NON – DISCLOSURE AGREEMENT (NDA) AND FREELANCERS

When it comes to hiring a freelancer, the question that comes to mind is what are the advantages and what are the challenges of such an endeavor? The biggest advantage of hiring a freelancer is that this cooperation can be stopped at any moment, as hiring a freelancer does not imply having an employment contract and obligations that derive from it. On the other hand, the biggest disadvantage of hiring a freelancer is probably that a freelancer can at any time find and accept other business opportunities that suit him/her better. This can end your business cooperation and delay the realization of your business aspirations. Aside from all that, cooperation between a freelancer and a client requires the exchange of a substantial amount of information, and the best way to secure the confidential nature of the data and to protect it from misuse is to conclude a so called Non – disclosure Agreement (NDA).

NDA as a matter of necessity

To be able to enjoy all the merits of hiring a freelancer and at the same time to avoid disadvantages that come from this business cooperation, NDA becomes a sort of necessity. Concluding this kind of a contract is the best way to secure confidentiality of the information about the client and its business practices. There are various information that can be protected by this contract, such as: business concepts, ideas, exchanged information, patents, intellectual property (rights), including also company management processes. It is very important to carefully specify in the NDA contract which information and data are considered confidential.

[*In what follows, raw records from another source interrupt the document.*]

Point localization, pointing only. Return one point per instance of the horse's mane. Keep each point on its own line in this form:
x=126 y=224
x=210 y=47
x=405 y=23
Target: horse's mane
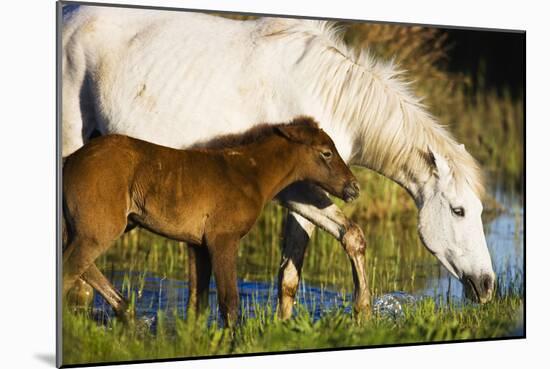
x=254 y=134
x=395 y=126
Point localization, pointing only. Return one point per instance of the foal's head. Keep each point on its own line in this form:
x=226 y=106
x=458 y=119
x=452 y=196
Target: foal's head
x=319 y=160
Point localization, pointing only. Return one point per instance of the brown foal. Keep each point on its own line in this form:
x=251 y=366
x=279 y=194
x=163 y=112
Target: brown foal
x=208 y=197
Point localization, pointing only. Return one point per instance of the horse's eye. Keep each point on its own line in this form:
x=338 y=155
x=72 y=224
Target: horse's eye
x=458 y=211
x=326 y=154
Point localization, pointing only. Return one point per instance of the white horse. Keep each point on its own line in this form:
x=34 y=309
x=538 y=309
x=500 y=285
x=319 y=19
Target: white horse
x=178 y=79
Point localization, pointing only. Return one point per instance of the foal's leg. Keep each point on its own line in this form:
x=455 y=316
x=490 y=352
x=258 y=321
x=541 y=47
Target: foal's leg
x=101 y=284
x=200 y=269
x=223 y=251
x=312 y=203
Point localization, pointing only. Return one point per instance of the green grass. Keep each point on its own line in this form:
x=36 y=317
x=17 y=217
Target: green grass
x=86 y=341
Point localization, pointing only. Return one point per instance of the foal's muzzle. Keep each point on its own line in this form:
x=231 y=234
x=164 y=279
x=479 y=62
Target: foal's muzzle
x=351 y=191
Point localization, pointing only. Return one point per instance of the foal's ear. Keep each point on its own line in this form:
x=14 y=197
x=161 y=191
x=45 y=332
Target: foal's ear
x=294 y=133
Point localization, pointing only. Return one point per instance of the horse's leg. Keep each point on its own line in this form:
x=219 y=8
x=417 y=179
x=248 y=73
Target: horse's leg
x=101 y=284
x=297 y=232
x=78 y=105
x=200 y=269
x=313 y=204
x=223 y=252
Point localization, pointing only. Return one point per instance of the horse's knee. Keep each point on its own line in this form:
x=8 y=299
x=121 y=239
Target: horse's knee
x=354 y=240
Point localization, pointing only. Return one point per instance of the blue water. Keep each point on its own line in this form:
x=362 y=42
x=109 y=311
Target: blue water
x=505 y=235
x=172 y=296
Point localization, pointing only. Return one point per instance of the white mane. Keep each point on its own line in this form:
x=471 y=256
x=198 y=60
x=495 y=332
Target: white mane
x=393 y=124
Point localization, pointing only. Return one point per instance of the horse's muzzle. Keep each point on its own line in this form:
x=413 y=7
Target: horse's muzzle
x=351 y=191
x=479 y=288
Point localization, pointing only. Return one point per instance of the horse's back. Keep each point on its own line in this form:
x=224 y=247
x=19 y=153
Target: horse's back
x=157 y=73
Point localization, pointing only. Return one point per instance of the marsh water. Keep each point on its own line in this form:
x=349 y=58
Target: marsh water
x=400 y=270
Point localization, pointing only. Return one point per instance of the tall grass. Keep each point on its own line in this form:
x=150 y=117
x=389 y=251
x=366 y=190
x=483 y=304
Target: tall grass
x=85 y=341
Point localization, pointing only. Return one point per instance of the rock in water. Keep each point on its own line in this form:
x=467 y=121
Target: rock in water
x=391 y=304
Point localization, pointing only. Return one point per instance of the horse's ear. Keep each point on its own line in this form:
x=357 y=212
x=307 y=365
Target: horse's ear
x=439 y=164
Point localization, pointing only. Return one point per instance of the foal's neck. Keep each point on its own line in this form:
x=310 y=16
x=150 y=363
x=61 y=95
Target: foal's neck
x=275 y=164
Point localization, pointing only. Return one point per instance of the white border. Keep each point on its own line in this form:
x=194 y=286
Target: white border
x=27 y=182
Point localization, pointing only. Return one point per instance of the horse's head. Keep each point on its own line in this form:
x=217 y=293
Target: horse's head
x=319 y=159
x=450 y=227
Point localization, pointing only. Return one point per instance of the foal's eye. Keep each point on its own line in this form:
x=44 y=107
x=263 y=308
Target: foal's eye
x=326 y=154
x=458 y=211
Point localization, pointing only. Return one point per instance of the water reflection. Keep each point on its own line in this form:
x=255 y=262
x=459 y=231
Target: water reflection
x=504 y=233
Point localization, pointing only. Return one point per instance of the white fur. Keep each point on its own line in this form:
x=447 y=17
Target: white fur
x=179 y=78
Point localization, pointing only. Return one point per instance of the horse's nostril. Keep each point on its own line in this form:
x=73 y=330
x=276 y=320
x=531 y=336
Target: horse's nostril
x=487 y=282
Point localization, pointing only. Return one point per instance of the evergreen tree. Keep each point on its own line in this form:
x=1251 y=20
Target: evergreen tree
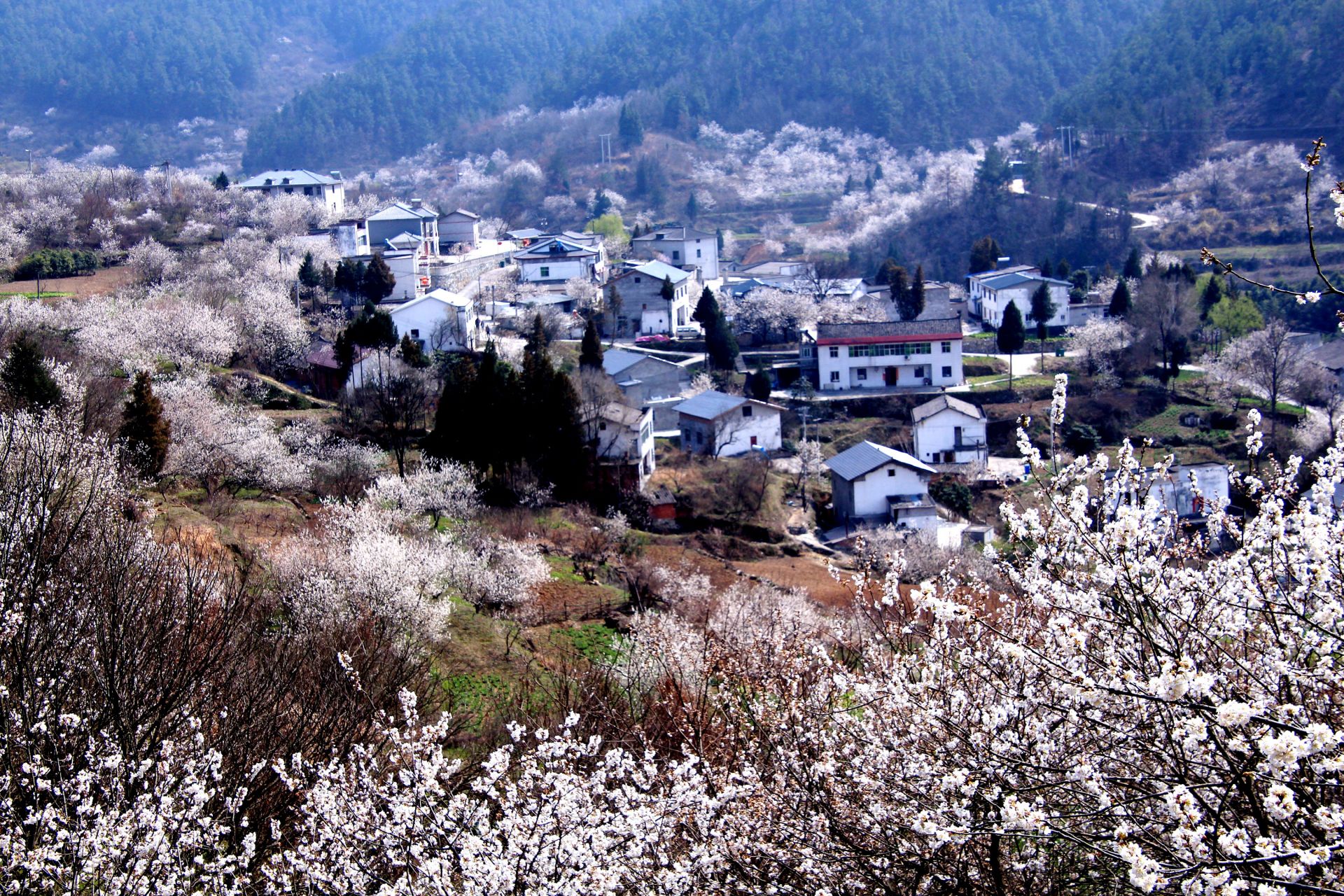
x=26 y=379
x=1133 y=265
x=1042 y=309
x=378 y=281
x=1211 y=296
x=590 y=349
x=1120 y=300
x=910 y=302
x=984 y=254
x=1011 y=336
x=631 y=127
x=308 y=273
x=144 y=429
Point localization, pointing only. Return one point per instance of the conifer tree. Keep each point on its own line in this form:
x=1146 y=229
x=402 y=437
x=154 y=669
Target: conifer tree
x=1011 y=336
x=590 y=349
x=26 y=379
x=1120 y=300
x=144 y=429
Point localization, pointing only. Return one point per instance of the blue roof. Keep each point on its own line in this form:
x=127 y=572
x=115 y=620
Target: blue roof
x=867 y=457
x=710 y=405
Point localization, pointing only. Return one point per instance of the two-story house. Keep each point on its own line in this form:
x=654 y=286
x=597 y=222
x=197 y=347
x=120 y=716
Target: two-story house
x=552 y=261
x=327 y=190
x=874 y=482
x=729 y=425
x=643 y=305
x=680 y=248
x=886 y=354
x=622 y=437
x=996 y=293
x=948 y=430
x=386 y=227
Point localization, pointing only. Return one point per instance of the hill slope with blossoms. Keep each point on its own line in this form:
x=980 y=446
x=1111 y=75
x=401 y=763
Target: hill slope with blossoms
x=924 y=73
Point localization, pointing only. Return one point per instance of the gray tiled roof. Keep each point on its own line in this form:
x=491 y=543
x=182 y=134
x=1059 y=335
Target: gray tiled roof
x=932 y=327
x=929 y=409
x=867 y=457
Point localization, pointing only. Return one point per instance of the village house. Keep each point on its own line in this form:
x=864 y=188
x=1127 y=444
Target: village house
x=948 y=430
x=438 y=321
x=996 y=293
x=872 y=482
x=622 y=441
x=680 y=248
x=722 y=425
x=330 y=191
x=643 y=307
x=555 y=260
x=402 y=227
x=644 y=379
x=885 y=354
x=460 y=227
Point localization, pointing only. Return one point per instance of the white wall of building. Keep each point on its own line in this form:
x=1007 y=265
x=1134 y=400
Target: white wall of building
x=941 y=365
x=937 y=434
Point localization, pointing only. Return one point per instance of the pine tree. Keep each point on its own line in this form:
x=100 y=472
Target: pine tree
x=1011 y=336
x=631 y=127
x=590 y=349
x=984 y=254
x=308 y=273
x=1211 y=296
x=1133 y=265
x=1042 y=309
x=378 y=281
x=26 y=379
x=1120 y=300
x=910 y=302
x=144 y=429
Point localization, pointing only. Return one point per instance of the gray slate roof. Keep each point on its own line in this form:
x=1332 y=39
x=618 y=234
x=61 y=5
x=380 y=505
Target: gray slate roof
x=867 y=457
x=710 y=405
x=942 y=402
x=932 y=327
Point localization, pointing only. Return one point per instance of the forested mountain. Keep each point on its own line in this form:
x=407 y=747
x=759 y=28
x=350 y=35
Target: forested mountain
x=917 y=71
x=473 y=58
x=1200 y=69
x=146 y=59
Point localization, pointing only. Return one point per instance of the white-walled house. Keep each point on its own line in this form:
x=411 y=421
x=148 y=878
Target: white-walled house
x=729 y=425
x=1018 y=289
x=680 y=248
x=460 y=227
x=874 y=482
x=622 y=440
x=643 y=307
x=440 y=321
x=948 y=430
x=886 y=354
x=553 y=261
x=416 y=218
x=327 y=190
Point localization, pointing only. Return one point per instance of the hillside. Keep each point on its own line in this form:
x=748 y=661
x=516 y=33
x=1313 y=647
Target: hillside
x=920 y=71
x=1203 y=67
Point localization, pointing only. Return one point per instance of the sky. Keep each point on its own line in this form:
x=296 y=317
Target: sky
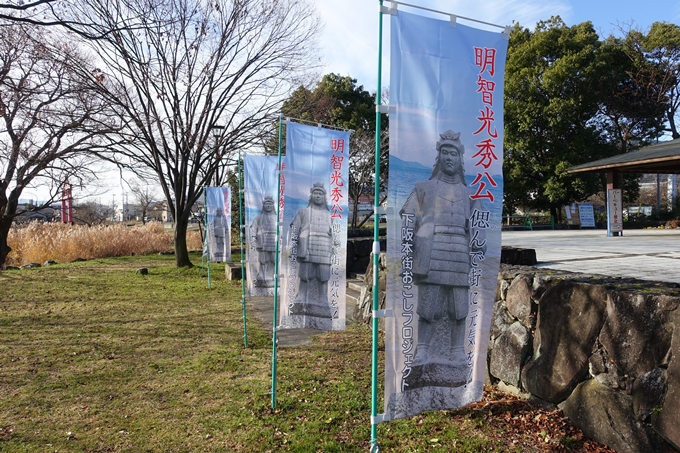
x=349 y=42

Some data is usually excluded from the NDA, such as: information that is already available, freelancer’s know-how, and information that freelancer already made available to the third parties before concluding the NDA, information that has to be provided upon the request of a government entity, etc. It is very important to emphasize that NDA does not include on its own any kind of a transfer of property rights or intellectual property rights from freelancer to client and vice versa. A special contract can be concluded for any kind of these types of transfers, or they can be incorporated in the NDA contractual provisions that refer to transfer of property rights or intellectual property rights between contract parties. In that case, NDA becomes a mixture of several types of contracts.

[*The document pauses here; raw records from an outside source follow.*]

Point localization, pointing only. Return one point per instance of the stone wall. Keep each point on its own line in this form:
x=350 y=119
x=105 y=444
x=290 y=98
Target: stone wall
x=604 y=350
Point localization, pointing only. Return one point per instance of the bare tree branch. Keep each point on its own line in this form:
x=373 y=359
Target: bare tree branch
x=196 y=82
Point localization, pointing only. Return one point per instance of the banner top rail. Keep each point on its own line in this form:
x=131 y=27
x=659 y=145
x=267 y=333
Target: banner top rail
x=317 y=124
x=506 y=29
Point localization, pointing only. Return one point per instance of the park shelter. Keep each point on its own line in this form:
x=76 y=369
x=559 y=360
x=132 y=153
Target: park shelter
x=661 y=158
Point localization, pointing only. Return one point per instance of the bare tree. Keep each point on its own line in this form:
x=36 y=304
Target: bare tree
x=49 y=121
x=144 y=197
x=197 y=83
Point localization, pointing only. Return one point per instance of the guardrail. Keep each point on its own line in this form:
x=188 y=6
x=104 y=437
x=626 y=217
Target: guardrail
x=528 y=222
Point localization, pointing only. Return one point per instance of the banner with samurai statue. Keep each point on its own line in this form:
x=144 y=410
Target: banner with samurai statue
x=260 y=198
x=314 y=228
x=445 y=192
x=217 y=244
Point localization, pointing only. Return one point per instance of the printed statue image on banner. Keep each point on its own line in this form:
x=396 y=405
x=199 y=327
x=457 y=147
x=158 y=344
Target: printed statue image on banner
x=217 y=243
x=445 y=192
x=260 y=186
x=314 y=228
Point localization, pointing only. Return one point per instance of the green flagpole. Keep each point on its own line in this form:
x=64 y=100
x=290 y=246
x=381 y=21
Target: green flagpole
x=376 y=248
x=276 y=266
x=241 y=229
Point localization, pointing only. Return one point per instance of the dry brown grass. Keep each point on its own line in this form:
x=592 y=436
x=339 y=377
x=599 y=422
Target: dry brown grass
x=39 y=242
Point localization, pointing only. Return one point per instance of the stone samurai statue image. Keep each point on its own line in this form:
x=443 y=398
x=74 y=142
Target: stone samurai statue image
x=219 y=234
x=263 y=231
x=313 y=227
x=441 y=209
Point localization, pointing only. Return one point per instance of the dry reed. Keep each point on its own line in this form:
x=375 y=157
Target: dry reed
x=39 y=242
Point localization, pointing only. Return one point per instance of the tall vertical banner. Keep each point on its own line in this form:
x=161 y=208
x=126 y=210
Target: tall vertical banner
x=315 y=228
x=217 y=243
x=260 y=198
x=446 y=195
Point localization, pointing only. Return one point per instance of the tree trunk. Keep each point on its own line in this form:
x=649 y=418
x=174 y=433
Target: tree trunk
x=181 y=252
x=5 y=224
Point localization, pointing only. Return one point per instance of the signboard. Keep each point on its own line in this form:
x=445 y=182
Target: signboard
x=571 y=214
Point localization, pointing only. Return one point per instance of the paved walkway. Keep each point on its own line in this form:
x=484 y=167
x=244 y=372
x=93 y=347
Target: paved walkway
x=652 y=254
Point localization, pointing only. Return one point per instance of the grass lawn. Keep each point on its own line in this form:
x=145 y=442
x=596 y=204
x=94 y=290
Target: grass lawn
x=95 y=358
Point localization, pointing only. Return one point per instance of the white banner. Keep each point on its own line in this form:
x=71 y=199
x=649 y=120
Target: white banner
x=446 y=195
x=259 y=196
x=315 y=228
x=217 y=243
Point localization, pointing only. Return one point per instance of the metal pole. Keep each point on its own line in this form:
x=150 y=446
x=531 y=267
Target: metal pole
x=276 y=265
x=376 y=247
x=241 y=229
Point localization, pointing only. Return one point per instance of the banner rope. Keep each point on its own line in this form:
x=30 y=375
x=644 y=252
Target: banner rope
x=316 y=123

The obligatory side of the NDA

Once the freelancer signs the NDA contract, he or she is obliged to respect all contractual provisions, or otherwise freelancer can face claims. If contracting parties do breach the NDA provisions – for example a freelancer shares the confidential information from a business relationship with the client with a third party – the best course of action is to contact the lawyer immediately, so that the harm can be neutralized as much as possible. Contracting parties cannot share with anyone the information described as confidential in the NDA, not even with family members or friends, and especially cannot share them on social and business media that are available to an enormous auditorium. NDA does not oblige only the freelancer as a contracting party, it also obliges all the freelancer’s sub-contractors hired to work on the project protected by the NDA, so it is very important to emphasize in the NDA that third parties might also be involved in the project.

One-way (unilateral) or two-way (mutual) NDA

If only the client is the one that wants to protect its confidential data, and the breach of the NDA is coming from the freelancer, then this type of NDA is called a one-way or unilateral NDA. But in practice, the common form are the so called mutual NDAs in which a client and a freelancer both want to protect their confidential data, know-how and business practices, and in which both parties are obliged to respect contractual provisions of the NDA.

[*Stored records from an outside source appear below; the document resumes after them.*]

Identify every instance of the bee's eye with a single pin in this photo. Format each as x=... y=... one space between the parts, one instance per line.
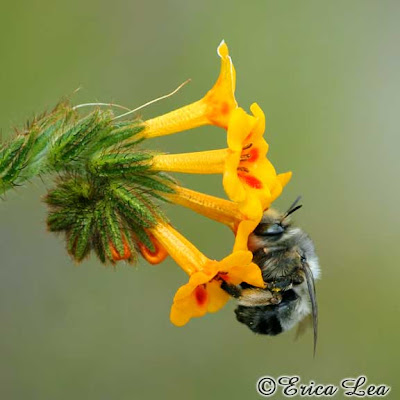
x=269 y=230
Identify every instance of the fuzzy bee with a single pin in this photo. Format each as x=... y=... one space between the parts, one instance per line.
x=289 y=266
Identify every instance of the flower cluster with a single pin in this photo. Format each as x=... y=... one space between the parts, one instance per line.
x=250 y=182
x=105 y=199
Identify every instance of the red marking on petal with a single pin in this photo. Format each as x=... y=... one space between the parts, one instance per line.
x=118 y=257
x=253 y=155
x=200 y=293
x=251 y=181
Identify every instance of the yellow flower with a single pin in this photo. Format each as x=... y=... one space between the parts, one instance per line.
x=203 y=293
x=249 y=178
x=213 y=109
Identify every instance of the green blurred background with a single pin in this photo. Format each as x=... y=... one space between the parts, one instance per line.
x=326 y=74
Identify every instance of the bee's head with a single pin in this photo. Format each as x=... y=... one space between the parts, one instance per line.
x=273 y=225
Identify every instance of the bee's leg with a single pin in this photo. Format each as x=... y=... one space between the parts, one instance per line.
x=232 y=290
x=281 y=284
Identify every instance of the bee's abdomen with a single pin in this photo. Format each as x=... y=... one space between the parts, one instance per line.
x=267 y=320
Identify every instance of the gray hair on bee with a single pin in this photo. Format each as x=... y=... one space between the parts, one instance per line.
x=289 y=266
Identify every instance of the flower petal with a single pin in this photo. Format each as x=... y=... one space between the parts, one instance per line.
x=217 y=297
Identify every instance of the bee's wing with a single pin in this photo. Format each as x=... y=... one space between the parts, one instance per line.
x=302 y=326
x=313 y=299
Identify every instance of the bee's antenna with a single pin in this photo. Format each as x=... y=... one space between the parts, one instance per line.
x=313 y=299
x=292 y=208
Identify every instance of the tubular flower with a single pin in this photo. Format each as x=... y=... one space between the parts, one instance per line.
x=203 y=292
x=153 y=256
x=213 y=109
x=249 y=178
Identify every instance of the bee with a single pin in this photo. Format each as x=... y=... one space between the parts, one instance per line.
x=289 y=266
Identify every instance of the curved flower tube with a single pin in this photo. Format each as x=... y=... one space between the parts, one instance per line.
x=156 y=256
x=249 y=178
x=248 y=174
x=203 y=292
x=213 y=109
x=220 y=210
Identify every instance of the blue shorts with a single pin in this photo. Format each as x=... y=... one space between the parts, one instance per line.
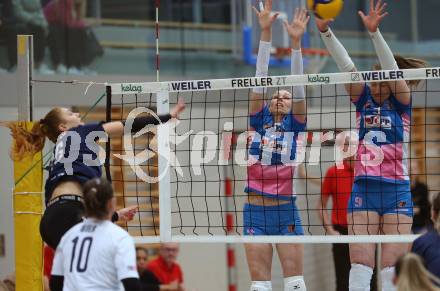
x=381 y=197
x=272 y=220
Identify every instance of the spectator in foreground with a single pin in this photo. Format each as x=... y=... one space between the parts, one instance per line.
x=165 y=267
x=411 y=275
x=427 y=246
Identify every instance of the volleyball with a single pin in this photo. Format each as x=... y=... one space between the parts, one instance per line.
x=325 y=9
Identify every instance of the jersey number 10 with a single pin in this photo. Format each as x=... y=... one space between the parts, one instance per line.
x=81 y=263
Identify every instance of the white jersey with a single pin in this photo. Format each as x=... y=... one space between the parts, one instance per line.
x=96 y=256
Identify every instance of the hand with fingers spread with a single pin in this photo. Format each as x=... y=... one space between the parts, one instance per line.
x=375 y=15
x=265 y=17
x=298 y=25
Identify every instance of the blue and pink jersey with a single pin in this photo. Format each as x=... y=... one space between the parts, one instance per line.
x=272 y=153
x=382 y=128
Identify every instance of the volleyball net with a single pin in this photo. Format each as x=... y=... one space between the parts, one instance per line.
x=188 y=176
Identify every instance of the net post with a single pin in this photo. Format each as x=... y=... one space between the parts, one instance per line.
x=108 y=118
x=163 y=141
x=24 y=77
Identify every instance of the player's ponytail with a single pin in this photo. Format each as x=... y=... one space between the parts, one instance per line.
x=411 y=274
x=436 y=211
x=97 y=193
x=31 y=142
x=408 y=63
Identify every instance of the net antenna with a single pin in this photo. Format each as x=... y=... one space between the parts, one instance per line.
x=193 y=202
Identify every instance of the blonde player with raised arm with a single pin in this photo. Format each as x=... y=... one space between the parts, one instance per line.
x=380 y=201
x=96 y=254
x=271 y=208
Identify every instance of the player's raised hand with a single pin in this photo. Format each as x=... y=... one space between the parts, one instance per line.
x=180 y=106
x=375 y=15
x=265 y=16
x=298 y=25
x=127 y=214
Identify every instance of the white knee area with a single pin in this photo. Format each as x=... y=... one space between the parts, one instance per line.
x=261 y=286
x=360 y=277
x=387 y=275
x=295 y=283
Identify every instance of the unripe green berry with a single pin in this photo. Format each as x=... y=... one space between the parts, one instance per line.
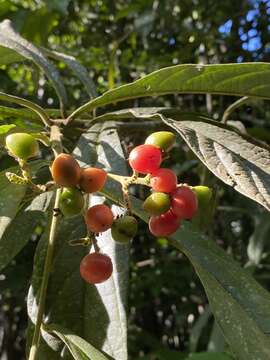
x=71 y=202
x=22 y=145
x=204 y=195
x=124 y=229
x=157 y=203
x=162 y=139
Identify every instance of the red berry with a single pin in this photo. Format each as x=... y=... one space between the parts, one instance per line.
x=164 y=224
x=65 y=170
x=145 y=158
x=92 y=179
x=184 y=203
x=99 y=218
x=95 y=268
x=163 y=180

Situations in which a freelancer should pay extra attention are especially when the client, through the NDA, wants to exclude any other kind of freelancer engagement on other projects that are in competition with the current client’s project. Advice for the freelancer in this scenario would be that this kind of wide contractual provisions are enhanced so to have more precise possible prohibitions in relations with other freelancer’s projects, as well as more precision on possible penalties. This is very useful, because most freelancers have multiple projects for different clients at the same time. Also, there could be prohibitions in the NDA, which refer to the possibility to present the projects on which the freelancer worked for the client as references to third party clients.

General advice for the freelancers would be that they should not sign any kind of NDA where the client is unwilling to agree upon equal protection of the freelancer as a contracting party.

Legal application of the NDA

If the NDA contracting parties breach their obligations, like in the case with any other contract, possible judicial proceedings can be very long and expensive. In that sense, even if there is a very well written NDA, both client and a freelancer should limit as much as possible the quantity of exchanged information and data. Both parties, when sharing data, should have a written correspondence with emphasis that exchanged information is confidential.

The most important thing when it comes to the legal application of the NDA is which law is applicable in the case when the NDA provisions are breached. The best option is to agree upon the law with which you are most familiar with, meaning that you have a legal professional who can quickly and efficiently interpret the applied law at any given moment.